I believe that both formulations are equivalent – see below:
$$\pi P = \pi$$
$$\pi P^2 = \pi P = \pi$$
$$ \pi P^3 = \pi P^2 P = \pi P^2 = \pi$$
$$\pi P^n = \pi$$
Best Answer
First, any existing limiting distribution must be stationary, see for instance [1] for a more detailed discussion of this. Conversely, there may exist a stationary distribution but no limiting distribution for a Markov chain. Hence, let's consider convergence towards the stationary distribution.
Second, Markov chain has a unique stationary distribution $\pi$ if and only if it is irreducible and all of its states are positive recurrent. (Any finite-state irreducible chain is positive recurrent.) Assume that this holds, and thus $\pi$ is a stationary distribution that is unique. By definition, $\pi$ is stationary if it is unaffected by the action of transition matrix $P \in \mathbb{R}^{n \times n}$, that is: $$ P^{T} \pi = 1 \pi $$
this implies that $\pi$ is an eigenvector of $P$ with corresponding eigenvalue 1. Since $\pi$ is unique, the eigenvalue 1 is also unique. It can be shown that all other eigenvalues have norm strictly less than 1: $$ \lambda_{1} = 1 > |\lambda_{2}| \geq \dots \geq |\lambda_{n}|. $$
See for example Chapter 2 in [2] for an introduction to discrete time Markov Chains. Note that,
Now, assuming that transition matrix $P$ is diagonalizable, it can be decomposed as: $$ P = \begin{pmatrix} u_{1} & \dots & u_{n} \end{pmatrix} \begin{pmatrix} \lambda_{1} & & 0 \\ & \ddots & \\ 0 & & \lambda_{n} \end{pmatrix} \begin{pmatrix} v_{1}\\ \vdots\\ v_{n} \end{pmatrix} . $$
and we can write: \begin{align*} p(t)^{T} &= p(0)^{T} P^{t} \\ &= p(0)^{T} \sum_{i = 1}^{n} \lambda_{i}^{t} u_{i} v_{i}^{T} \\ &= p(0)^{T} \lambda_{1}^{t} u_{1} v_{1}^{T} + p(0)^{T} \sum_{i=2}^n \lambda_{i}^{t} u_{i} v_{i}^{T} \\ &= p(0)^{T} 1 \pi^{T} + p(0)^{T} \sum_{i=2}^n \lambda_{i}^{t} u_{i} v_{i}^{T} \\ &= \pi^{T} + p(0)^{T} \sum_{i=2}^n \lambda_{i}^{t} u_{i} v_{i}^{T} \end{align*}
Therefore, $\lim_{t \rightarrow \infty} p(t)^{T} = \pi^{T}$, since $|\lambda_{i}| < 1$ for all $i > 1$, and all other terms cancel out in the limit.

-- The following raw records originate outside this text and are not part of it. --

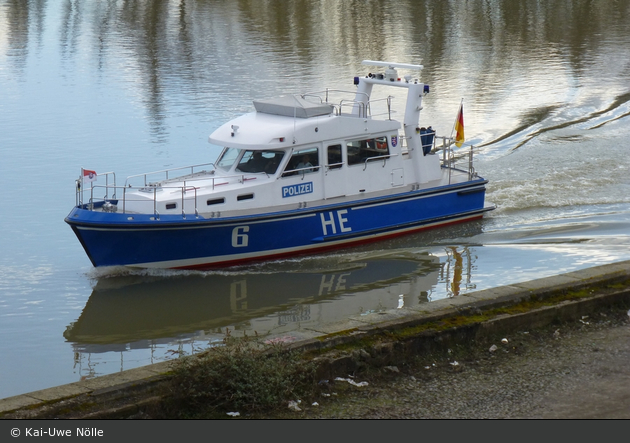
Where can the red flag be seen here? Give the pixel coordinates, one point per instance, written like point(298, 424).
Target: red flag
point(89, 176)
point(459, 127)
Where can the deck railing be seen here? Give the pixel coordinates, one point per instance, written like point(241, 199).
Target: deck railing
point(110, 197)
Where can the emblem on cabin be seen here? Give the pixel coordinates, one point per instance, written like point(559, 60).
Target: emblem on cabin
point(302, 188)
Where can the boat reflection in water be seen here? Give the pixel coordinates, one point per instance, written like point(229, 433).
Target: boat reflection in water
point(135, 311)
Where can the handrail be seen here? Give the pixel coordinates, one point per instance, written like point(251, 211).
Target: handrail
point(378, 157)
point(166, 172)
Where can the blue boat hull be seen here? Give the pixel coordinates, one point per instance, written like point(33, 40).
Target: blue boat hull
point(113, 239)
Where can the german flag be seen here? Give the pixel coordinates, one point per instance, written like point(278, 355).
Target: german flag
point(459, 127)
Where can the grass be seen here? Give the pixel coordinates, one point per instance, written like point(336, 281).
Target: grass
point(244, 375)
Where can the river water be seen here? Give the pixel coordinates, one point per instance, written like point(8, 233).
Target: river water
point(137, 86)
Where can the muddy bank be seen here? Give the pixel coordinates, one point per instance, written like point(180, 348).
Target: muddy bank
point(574, 369)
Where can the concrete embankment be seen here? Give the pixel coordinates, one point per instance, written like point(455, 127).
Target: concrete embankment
point(376, 339)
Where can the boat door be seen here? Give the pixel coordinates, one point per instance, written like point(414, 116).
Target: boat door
point(334, 171)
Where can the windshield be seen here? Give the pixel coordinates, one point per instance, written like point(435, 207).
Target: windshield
point(227, 158)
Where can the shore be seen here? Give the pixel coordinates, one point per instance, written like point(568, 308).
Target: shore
point(565, 336)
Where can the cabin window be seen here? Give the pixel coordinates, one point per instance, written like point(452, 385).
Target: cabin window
point(335, 159)
point(303, 161)
point(359, 151)
point(227, 158)
point(260, 161)
point(216, 201)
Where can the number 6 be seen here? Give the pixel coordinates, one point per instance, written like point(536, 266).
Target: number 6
point(239, 239)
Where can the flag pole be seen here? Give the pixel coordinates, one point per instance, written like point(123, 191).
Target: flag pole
point(459, 120)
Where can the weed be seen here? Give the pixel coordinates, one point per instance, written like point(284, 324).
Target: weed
point(244, 375)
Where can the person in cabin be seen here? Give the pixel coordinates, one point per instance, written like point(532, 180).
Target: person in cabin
point(305, 163)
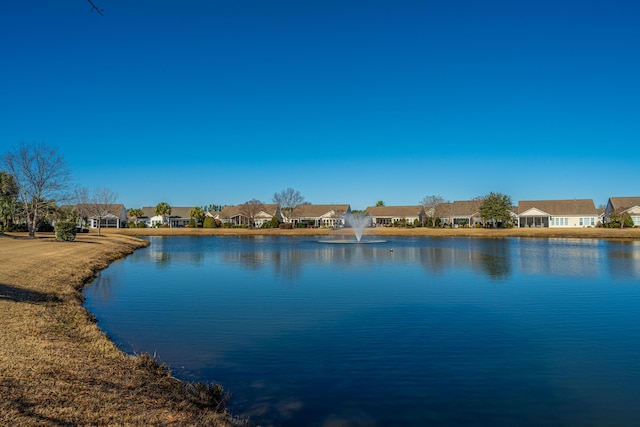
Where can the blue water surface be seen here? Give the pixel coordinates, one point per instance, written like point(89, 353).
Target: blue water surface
point(408, 332)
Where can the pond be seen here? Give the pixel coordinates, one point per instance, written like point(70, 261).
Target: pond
point(407, 332)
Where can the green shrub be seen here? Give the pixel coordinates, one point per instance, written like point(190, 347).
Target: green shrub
point(66, 231)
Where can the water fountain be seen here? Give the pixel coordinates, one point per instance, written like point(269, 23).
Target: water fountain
point(358, 223)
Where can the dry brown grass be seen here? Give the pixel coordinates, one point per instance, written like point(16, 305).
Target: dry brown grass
point(56, 366)
point(577, 233)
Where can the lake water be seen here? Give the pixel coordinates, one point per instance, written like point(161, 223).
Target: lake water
point(409, 332)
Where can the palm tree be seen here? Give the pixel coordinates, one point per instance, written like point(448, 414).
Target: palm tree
point(198, 214)
point(163, 209)
point(135, 213)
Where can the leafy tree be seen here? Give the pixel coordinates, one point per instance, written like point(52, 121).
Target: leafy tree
point(289, 201)
point(432, 206)
point(163, 209)
point(620, 220)
point(98, 204)
point(66, 231)
point(41, 175)
point(198, 215)
point(250, 209)
point(496, 208)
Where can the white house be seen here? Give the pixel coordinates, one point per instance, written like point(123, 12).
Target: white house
point(460, 213)
point(179, 217)
point(110, 216)
point(557, 213)
point(239, 215)
point(389, 215)
point(325, 216)
point(624, 205)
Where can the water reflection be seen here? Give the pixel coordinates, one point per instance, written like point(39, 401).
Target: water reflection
point(302, 331)
point(624, 260)
point(580, 258)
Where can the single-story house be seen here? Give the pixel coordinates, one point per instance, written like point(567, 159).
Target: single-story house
point(109, 216)
point(382, 216)
point(557, 213)
point(460, 213)
point(179, 217)
point(239, 215)
point(624, 205)
point(324, 216)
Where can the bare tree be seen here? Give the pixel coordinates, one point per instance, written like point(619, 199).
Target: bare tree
point(98, 204)
point(42, 176)
point(289, 201)
point(431, 205)
point(250, 209)
point(8, 195)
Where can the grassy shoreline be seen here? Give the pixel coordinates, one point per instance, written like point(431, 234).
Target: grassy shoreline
point(570, 233)
point(58, 368)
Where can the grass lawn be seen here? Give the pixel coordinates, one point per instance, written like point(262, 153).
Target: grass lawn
point(56, 366)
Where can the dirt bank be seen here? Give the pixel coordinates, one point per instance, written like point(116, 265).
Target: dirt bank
point(572, 233)
point(56, 366)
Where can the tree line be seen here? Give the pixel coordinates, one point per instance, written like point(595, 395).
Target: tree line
point(35, 183)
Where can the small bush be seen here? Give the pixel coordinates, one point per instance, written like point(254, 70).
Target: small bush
point(66, 231)
point(150, 363)
point(209, 222)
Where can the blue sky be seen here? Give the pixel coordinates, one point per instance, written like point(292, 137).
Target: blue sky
point(219, 102)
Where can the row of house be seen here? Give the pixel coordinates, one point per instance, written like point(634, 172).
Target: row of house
point(528, 213)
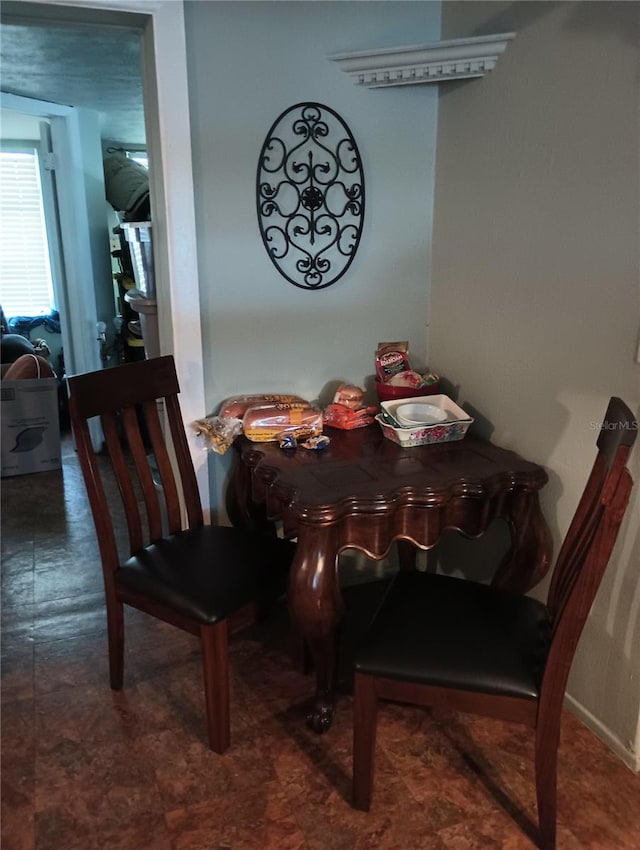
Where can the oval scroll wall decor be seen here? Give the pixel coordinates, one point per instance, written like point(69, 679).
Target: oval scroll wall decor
point(310, 195)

The rate of convergence towards the stationary distribution. Consider the following error: \begin{align*} \newcommand{\norm}[1]{\left\lVert#1\right\rVert} E(t) &= \norm{\pi^{T} - p(t)^{T}} \\ &= \norm{\pi^{T} - \left(\pi^{T} + p(0)^{T} \sum_{i=2}^n \lambda_{i}^{t} u_{i} v_{i}^{T}\right)} \\ &= \norm{p(0)^{T} \sum_{i=2}^n \lambda_{i}^{t} u_{i} v_{i}^{T}} \\ &= \norm{p(0)^{T} \lambda_{2} u_{r} v_{2}^{T} + p(0)^{T} \sum_{i=3}^n \lambda_{i}^{t} u_{i} v_{i}^{T}} \\ &\approx |\lambda_{2}^{t}| \norm{p(0)^{T} u_{r} v_{2}^{T}} \end{align*} This implies that the convergence rate is determined by the second largest eigenvalue. Since the error $E(t)$ decays exponentially with $|\lambda_{2}^{t}|$. The rate of decay is $- \ln(|\lambda_{2}|)$ and timescale is $- 1 / \ln(|\lambda_{2}|)$. In other words, the number of steps needed to come close to the stationary distribution is at least $- 1 / \ln(|\lambda_{2}|)$. Note also that if you start with initial distribution $p(0) \approx \pi^{T}$, then convergence is immediate.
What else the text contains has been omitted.